THE MEDIATION CLAUSE AND THE PRINCIPLE OF VOLUNTARINESS UNDER THE SINGAPORE CONVENTION
Abstract
It is of the essence of the mediation process that it is voluntary. However, there may be in the
contracts a mediation clause, which states that, in case of dispute, the case should be brought to the
mediation sphere before judicial or arbitration proceedings are instituted. In this sense, the Singapore
Convention was signed in August 2019, from which, in civil and commercial contracts, this clause is
now precisely inserted. The purpose of this article is to verify whether the existence of this clause
violates the principle of voluntariness. For this analysis, a literature review was made, observing the
process of mediation, its phases and principles, especially voluntariness, as well as the arbitration
clause itself in the light of Portuguese law (Law No. 29/2013, April 19) and the Singapore Convention.

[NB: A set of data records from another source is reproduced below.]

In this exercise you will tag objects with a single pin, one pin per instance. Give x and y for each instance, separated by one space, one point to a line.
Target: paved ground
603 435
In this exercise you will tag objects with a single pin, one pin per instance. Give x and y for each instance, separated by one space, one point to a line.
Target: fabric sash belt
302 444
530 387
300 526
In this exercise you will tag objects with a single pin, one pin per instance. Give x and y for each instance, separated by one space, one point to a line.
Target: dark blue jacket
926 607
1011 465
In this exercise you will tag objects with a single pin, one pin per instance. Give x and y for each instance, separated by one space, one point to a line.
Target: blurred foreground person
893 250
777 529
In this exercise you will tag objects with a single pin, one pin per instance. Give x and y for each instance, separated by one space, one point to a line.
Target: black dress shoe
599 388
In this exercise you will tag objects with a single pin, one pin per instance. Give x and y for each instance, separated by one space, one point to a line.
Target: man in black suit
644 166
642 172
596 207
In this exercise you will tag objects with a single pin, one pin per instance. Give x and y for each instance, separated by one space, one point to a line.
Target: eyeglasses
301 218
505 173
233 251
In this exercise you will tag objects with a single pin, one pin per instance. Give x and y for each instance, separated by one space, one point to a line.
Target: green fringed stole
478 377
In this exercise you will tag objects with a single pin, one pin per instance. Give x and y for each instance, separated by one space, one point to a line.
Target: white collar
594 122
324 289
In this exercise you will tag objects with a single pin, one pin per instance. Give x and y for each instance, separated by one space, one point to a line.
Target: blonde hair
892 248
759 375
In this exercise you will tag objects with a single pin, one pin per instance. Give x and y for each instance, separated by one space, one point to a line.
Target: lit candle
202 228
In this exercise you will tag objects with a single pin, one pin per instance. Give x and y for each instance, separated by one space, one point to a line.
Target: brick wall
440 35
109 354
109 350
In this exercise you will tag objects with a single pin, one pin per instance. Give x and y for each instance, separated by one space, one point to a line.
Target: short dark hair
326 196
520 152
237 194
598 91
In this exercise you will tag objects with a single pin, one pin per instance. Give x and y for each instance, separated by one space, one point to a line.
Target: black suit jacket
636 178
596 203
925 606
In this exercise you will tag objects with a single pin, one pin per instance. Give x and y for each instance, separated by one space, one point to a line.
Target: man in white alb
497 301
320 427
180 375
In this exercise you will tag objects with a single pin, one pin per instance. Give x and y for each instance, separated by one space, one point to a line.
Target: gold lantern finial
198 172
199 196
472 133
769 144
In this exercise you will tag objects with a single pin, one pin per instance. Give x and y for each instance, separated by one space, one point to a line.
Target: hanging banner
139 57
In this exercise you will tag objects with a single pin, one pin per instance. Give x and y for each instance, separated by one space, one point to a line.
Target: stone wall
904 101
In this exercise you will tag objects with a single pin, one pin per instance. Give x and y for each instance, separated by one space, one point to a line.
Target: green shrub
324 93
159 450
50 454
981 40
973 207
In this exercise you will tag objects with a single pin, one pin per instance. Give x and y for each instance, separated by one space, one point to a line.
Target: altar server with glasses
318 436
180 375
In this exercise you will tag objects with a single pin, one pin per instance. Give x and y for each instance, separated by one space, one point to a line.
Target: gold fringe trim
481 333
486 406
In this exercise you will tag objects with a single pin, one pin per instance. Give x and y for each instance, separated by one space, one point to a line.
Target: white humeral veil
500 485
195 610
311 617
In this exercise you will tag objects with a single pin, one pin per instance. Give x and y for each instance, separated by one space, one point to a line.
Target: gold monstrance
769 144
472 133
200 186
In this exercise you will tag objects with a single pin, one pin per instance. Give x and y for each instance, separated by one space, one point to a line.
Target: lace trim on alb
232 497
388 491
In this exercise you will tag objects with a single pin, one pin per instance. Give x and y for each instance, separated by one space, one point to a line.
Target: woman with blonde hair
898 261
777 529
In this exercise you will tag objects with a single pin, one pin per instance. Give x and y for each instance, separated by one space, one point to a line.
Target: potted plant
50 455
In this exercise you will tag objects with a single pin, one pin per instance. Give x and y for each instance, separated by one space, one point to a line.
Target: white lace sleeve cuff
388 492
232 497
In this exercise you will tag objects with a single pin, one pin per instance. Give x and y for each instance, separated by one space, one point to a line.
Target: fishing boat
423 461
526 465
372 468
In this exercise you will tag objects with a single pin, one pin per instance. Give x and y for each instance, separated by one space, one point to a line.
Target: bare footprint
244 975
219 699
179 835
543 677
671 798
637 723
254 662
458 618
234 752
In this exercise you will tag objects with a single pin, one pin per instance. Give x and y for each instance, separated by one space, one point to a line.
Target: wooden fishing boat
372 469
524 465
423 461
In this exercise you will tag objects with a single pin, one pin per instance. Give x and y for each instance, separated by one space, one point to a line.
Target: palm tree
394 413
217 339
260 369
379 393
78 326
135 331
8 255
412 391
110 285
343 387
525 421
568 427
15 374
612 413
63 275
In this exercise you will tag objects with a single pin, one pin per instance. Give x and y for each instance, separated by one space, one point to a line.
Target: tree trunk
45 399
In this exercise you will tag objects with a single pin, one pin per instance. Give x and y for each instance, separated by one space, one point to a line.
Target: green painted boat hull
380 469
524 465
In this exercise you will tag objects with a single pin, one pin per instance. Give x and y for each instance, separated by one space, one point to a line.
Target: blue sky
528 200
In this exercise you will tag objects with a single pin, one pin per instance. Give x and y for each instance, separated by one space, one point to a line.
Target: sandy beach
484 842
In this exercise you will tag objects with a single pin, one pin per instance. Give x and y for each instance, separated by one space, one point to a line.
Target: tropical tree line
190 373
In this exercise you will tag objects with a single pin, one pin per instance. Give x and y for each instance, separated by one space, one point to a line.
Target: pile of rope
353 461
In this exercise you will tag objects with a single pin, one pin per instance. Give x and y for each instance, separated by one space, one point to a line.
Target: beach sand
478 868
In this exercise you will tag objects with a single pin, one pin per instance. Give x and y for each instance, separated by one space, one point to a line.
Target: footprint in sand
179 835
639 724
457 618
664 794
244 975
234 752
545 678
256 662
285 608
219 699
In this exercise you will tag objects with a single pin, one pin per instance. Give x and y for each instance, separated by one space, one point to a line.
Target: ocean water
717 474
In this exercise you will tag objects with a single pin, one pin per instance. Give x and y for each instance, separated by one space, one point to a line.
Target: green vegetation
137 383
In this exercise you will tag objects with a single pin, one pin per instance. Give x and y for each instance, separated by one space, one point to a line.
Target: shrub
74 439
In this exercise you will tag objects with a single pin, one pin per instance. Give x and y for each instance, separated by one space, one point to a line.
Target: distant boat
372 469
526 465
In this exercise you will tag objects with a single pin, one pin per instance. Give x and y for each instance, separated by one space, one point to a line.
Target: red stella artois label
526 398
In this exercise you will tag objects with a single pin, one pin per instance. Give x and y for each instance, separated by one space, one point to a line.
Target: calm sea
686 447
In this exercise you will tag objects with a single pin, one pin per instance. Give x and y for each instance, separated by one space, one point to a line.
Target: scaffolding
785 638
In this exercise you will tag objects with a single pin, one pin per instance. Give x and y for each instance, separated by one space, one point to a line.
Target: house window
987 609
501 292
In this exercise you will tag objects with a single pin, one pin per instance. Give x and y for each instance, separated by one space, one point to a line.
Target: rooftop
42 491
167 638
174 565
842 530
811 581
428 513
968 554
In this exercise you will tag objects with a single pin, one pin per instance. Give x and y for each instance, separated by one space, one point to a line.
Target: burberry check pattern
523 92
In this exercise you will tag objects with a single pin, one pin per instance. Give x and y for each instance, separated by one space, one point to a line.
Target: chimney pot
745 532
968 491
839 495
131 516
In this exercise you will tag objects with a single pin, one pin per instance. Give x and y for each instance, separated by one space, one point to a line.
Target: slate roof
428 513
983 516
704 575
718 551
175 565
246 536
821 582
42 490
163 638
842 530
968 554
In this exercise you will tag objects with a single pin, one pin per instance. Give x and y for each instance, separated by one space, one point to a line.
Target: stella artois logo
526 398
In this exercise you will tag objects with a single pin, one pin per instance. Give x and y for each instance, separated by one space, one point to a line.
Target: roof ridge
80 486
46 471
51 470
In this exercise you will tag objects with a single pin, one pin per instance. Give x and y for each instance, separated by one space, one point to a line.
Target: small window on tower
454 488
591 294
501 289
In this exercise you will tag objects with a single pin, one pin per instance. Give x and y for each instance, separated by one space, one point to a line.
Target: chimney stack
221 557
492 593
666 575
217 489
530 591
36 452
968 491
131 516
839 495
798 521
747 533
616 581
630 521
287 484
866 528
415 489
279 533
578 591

It follows that the existence of the mediation clause, as well as the requirement to determine that, in
the event of a dispute, in the case of the signatory countries of the Convention, the contract is to be
executed in the context of mediation, does not violate the principle of voluntariness. however, the
parties are referred to the pre-mediation phase, which is mandatory, but may not be followed up or
may abandon the process at any other stage, complying with the principle of voluntariness.